Georg Gläser (IMMS) at the FDL2015 conference in Barcelona. Photograph: Lukas Lee, University of Hannover.
Georg Gläser (IMMS) at the FDL2015 conference in Barcelona. Photograph: Lukas Lee, University of Hannover.

IMMS receives Best Paper Award for work on computer-aided verification methods

Novel approach to accelerate the development of Industry 4.0 applications

At the ”Forum on specification & Design Languages“ in Barcelona (Spain) on September 16th 2015 IMMS Institut für Mikroelektronik- und Mechatronik-Systeme gemeinnützige GmbH and research partners received the Best Paper Award for their contribution „Temporal Decoupling with Error-Bounded Predictive Quantum Control“.

The honoured work is an outcome of the cluster research project ANCONA which started in July 2014 and which ties with special aspects of previous research projects such as GreenSense. The ANCONA cluster includes five universities or research establishments. Computer-aided verification methods are the research subject, with the intention of improving and greatly accelerate the design of analog/mixed signal circuits, which will be the technological basis for the realisation of such visions as the Internet of Things and Industry 4.0. To date, it has largely been impossible to test the interaction between the system components and any of the parasitic currents to which they may be exposed from the mains voltage in any setting but a laboratory. Because of this, the project partners are working on computer-aided procedures which will provide reliable testing of complex systems even at the design stage and prove their functionality.

The development task of IMMS is to focus on specialised methods which will enable parasitic coupling instances to be integrated into the system models, and the models efficiently simulated.
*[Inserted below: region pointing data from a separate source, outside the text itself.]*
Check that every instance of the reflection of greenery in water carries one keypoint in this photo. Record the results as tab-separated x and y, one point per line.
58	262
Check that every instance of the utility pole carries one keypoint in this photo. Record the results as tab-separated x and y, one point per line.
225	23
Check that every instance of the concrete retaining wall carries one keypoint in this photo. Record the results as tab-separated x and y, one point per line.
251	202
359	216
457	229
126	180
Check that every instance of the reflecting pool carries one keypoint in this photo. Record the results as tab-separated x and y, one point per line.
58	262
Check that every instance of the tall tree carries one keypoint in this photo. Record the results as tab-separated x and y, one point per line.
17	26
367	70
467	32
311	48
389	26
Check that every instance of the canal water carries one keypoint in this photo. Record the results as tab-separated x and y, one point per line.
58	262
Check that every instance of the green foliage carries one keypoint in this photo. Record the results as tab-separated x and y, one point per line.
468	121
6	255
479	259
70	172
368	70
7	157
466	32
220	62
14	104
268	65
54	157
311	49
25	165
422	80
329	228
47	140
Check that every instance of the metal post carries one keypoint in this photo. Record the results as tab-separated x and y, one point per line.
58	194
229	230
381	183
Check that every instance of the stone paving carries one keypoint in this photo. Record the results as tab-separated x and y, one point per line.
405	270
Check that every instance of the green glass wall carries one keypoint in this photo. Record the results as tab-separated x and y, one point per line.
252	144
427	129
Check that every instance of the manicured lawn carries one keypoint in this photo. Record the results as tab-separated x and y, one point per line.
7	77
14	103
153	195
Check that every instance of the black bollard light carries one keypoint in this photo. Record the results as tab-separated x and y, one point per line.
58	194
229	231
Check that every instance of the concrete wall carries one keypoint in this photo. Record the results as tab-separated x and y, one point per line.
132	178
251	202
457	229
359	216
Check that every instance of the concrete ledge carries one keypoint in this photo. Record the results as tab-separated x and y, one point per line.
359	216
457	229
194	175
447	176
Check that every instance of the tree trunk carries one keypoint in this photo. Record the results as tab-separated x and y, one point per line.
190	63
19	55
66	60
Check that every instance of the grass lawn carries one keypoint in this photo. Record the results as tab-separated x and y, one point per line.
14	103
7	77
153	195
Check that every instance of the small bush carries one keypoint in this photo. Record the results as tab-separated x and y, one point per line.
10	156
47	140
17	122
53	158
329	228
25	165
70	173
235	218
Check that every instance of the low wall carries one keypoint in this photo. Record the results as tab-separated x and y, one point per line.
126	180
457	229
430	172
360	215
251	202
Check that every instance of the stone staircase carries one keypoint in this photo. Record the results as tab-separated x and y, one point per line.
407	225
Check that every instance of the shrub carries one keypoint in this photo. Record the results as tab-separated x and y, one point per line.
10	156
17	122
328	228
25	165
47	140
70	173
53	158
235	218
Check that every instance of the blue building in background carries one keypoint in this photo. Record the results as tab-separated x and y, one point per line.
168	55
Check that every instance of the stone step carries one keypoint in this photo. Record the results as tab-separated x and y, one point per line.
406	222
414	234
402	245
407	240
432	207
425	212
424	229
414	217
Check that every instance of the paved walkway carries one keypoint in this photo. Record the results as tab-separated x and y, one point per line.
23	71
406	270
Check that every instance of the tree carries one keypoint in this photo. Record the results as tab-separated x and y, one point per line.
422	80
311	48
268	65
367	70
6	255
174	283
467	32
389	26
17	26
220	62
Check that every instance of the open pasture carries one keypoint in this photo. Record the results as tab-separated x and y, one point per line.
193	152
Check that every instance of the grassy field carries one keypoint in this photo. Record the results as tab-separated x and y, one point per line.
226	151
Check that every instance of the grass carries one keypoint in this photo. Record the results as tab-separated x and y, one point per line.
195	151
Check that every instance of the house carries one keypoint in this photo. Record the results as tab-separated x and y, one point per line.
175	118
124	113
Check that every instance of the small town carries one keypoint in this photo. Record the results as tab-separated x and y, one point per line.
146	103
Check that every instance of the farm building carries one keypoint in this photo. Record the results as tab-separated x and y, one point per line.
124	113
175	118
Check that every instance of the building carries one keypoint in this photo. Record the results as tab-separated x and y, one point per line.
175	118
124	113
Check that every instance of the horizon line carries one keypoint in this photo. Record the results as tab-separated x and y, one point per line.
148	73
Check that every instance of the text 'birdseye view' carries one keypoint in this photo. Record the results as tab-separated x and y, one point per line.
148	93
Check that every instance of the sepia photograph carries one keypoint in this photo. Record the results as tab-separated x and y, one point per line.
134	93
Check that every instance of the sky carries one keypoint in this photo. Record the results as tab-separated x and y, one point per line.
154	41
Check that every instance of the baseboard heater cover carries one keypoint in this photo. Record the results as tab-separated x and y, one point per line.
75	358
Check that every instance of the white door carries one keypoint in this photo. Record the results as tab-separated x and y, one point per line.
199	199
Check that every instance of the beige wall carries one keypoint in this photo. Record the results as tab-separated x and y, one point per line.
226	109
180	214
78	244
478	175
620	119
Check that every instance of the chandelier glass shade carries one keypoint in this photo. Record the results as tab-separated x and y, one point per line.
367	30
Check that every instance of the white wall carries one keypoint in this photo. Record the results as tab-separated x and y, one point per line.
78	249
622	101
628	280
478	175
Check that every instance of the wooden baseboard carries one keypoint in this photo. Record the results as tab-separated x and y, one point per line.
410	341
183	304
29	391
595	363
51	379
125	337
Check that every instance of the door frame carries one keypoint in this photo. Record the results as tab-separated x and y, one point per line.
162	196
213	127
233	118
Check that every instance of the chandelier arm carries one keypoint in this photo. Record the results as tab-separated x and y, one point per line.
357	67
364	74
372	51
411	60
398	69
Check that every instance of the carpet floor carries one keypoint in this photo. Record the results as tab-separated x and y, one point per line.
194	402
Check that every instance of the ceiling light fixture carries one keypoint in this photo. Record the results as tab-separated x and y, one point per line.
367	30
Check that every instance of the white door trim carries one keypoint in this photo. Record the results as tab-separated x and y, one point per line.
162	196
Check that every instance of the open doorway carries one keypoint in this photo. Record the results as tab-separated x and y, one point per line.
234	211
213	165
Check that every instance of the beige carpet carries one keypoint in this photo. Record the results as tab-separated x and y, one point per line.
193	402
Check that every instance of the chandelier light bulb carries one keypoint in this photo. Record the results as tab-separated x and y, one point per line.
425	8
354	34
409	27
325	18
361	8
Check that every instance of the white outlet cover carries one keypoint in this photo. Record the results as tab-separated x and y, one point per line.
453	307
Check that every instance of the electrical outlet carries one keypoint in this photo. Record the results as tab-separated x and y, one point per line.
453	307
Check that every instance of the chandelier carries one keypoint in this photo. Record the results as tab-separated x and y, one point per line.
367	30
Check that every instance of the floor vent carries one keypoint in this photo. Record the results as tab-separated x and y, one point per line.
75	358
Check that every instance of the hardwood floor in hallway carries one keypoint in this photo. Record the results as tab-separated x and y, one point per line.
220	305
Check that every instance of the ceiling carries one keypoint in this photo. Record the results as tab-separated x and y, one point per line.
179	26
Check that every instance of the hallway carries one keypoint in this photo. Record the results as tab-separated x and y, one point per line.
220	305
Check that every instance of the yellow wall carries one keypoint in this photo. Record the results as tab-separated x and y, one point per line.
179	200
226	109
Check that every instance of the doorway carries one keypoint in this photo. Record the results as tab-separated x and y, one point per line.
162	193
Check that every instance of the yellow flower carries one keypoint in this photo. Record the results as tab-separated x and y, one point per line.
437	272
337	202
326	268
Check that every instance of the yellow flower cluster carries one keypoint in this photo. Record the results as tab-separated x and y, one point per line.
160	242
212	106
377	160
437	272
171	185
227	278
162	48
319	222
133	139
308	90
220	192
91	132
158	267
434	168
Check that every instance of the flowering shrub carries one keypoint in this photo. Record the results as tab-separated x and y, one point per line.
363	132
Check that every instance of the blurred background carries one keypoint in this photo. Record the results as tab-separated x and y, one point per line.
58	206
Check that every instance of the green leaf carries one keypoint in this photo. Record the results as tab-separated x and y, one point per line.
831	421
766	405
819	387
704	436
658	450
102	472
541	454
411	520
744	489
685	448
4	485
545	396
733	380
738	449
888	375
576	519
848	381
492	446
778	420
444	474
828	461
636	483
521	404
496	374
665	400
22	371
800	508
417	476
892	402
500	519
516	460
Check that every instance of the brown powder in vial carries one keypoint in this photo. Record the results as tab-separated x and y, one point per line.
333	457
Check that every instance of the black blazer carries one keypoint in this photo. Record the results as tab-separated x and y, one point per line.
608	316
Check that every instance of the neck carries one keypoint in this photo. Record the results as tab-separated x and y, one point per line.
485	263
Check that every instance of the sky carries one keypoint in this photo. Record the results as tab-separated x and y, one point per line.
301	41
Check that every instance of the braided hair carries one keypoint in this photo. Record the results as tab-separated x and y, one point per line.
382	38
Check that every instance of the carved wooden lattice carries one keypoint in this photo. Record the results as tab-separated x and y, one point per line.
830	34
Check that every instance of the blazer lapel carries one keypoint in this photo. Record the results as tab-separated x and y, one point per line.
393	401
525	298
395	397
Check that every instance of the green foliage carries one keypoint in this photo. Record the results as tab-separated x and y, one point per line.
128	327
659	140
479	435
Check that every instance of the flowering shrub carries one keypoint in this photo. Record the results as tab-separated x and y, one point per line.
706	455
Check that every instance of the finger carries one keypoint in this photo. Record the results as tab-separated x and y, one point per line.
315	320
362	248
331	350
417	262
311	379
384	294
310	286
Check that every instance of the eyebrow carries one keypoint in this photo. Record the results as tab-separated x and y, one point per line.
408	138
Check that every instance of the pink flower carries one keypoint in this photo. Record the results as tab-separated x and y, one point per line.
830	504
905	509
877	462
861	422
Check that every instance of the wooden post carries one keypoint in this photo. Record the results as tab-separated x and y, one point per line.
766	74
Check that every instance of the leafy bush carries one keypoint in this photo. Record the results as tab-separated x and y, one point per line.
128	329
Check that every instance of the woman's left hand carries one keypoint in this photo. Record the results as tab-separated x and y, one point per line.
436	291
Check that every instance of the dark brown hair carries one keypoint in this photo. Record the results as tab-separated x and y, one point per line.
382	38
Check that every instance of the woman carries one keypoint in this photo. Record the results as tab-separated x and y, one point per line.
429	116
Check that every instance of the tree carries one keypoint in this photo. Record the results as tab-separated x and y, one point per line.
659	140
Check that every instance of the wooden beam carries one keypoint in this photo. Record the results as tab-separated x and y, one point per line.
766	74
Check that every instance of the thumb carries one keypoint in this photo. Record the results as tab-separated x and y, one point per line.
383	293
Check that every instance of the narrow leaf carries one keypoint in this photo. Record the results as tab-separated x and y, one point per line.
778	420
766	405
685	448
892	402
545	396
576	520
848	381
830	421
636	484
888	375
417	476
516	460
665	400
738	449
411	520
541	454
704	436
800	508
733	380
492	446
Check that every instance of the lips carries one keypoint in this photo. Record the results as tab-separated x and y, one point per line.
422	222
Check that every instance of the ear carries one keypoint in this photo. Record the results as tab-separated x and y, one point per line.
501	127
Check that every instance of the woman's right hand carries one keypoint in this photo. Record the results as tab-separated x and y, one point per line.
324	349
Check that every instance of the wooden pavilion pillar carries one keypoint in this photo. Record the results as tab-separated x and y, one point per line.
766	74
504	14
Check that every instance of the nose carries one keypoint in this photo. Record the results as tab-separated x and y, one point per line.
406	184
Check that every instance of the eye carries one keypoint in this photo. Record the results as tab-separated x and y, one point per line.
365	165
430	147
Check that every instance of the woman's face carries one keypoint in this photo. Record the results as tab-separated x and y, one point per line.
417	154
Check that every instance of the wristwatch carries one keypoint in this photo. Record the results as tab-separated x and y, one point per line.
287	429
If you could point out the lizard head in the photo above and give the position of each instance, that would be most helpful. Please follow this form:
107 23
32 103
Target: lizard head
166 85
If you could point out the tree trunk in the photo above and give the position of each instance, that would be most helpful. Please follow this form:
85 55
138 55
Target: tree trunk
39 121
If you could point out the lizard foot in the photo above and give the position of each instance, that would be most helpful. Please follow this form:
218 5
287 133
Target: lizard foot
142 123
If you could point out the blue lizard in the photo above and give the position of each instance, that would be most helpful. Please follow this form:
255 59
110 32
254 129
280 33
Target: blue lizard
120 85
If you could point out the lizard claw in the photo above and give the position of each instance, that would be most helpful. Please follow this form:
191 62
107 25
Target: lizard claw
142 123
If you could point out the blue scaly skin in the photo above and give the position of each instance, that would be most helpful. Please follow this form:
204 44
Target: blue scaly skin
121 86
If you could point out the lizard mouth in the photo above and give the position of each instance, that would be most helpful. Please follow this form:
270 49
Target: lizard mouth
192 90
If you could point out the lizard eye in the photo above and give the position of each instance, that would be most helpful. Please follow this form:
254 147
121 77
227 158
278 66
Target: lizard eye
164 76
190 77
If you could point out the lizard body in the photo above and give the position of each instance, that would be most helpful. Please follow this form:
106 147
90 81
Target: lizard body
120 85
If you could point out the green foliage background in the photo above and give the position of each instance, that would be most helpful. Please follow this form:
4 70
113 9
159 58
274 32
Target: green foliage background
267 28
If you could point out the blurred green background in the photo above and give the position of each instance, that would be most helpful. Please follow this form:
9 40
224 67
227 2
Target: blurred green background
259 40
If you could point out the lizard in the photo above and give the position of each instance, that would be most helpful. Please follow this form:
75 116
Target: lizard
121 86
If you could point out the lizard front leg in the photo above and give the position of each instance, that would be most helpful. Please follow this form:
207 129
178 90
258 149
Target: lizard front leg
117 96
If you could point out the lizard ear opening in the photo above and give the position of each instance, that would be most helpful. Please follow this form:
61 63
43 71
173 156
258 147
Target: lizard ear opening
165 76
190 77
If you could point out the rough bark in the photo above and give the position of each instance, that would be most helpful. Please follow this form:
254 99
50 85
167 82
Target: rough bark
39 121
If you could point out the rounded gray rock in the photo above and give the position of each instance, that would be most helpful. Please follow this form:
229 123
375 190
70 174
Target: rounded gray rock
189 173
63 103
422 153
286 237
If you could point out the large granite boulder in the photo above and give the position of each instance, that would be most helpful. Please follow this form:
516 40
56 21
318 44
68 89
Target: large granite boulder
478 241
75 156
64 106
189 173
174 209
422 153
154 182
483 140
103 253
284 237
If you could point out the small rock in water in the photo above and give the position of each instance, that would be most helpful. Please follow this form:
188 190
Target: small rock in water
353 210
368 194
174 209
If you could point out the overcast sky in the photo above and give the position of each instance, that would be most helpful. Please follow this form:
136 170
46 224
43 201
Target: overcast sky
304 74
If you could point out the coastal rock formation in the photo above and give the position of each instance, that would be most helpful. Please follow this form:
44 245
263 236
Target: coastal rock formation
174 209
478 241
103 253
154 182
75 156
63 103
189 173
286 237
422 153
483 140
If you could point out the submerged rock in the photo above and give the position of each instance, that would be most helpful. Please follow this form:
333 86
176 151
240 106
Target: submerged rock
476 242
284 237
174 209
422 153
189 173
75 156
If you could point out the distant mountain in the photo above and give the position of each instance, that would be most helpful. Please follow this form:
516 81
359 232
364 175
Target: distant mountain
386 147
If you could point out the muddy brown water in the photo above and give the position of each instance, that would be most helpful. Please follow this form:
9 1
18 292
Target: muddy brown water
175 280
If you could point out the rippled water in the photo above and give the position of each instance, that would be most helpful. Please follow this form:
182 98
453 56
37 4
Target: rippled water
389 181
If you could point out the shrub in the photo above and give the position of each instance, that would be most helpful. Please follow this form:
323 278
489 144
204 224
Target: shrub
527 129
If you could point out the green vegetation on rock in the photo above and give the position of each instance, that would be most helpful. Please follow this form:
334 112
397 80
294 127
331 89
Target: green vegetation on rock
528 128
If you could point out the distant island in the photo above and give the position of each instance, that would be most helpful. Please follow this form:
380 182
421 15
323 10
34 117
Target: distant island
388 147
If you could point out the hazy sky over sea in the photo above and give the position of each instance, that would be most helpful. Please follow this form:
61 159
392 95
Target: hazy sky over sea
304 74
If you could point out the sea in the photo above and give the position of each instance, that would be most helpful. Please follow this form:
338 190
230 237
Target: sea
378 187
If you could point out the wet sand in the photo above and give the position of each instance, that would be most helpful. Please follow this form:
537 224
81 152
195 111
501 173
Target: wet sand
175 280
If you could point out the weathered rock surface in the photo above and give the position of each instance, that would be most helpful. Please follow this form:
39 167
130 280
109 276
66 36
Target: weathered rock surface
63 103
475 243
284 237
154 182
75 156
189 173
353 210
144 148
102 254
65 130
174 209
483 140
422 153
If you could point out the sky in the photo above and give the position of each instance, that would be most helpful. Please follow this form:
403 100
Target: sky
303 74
Abstract of the honoured work

Georg Gläser1, Gregor Nitsche2, Eckhard Hennig3: Temporal Decoupling with Error-Bounded Predictive Quantum Control. 1 IMMS Institut für Mikroelektronik- und Mechatronik-Systeme gemeinnützige GmbH; 2 OFFIS – Institut für Informatik Oldenburg; 3 Hochschule Reutlingen

Virtual prototyping of integrated mixed-signal smart-sensor systems requires high-performance co-simulation of analog frontend circuitry with complex digital controller hardware and embedded real-time software. We use SystemC/TLM 2.0 in combination with a cycle-count accurate temporal decoupling approach to simulate digital components and firmware code execution at high speed while preserving clock cycle accuracy and, thus, real-time behavior at time quantum boundaries. Optimal time quanta ensuring real-time capability can be calculated and set automatically during simulation if the simulation engine has access to exact timing information about upcoming communication events. These methods fail in case of non-deterministic, asynchronous events resulting in a possibly invalid simulation result. In this paper, we propose an extension of this method to the case of asynchronous events generated by blackbox sources from which a-priori event timing information is not available, such as coupled analog simulators or hardware in the loop. Additional event processing latency and/or rollback effort caused by temporal decoupling is minimized by calculating optimal time quanta dynamically in a SystemC model using a linear prediction scheme. For an example smart-sensor system model, we show that quasi-periodic events that trigger activities in temporally decoupled processes are handled accurately after the predictor has settled.